We’re Thinking the Wrong Way About Technology Supply Chain Risk

The limits of expertise in managing unpredictable cybersecurity threats

Introduction

In October 2024, Graham “Dingo” Dinkelman, a popular snake conservationist tragically died after being bitten by a highly venomous Eastern green mamba. As part of his conservation efforts, Dingo had a popular YouTube channel and frequently posted videos in which he handled and interacted with the deadly reptiles while sharing his wealth of knowledge and love for the species.

I remember watching his videos with my wife and son and feeling very uneasy when he would do things that, in this non-snake handler’s opinion, appeared absurdly dangerous. Stunts like laying down on the ground near the snake provided little to no margin for error if the snake decided to strike. Yet day after day, Dingo relied on his extensive experience and deep understanding of the behavioral patterns of each species to guide his actions and to keep him safe.

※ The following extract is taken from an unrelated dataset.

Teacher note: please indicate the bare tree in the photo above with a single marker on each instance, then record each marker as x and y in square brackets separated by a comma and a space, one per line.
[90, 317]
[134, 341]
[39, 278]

I vividly remember our discussions at the time and wondering out loud, “He obviously knows what he’s doing, but what about all the things that are out of his control? What if the cameraman gets in the way when he has to move? What if he has to sneeze right when the snake comes towards him? What if there is a bit of wet grass and he slips on it? What if the sun peaks through the trees momentarily impairing his vision?” And the ultimate question, “How many times can he do this before something goes wrong?”

We’ll come back to this later.

What are supply chain attacks?

In cybersecurity, a supply chain attack refers to a tactic where threat actors compromise a third-party, for example cloud service providers, software or hardware vendors, and business process outsourcing (BPO) vendors. Instead of attacking a business directly, attackers first exploit vulnerabilities in a third-party supplier. Sometimes a smaller supplier is the path of least resistance into a larger company. Sometimes a commonly used supplier is a gateway into many companies; hack once, compromise hundreds (or more).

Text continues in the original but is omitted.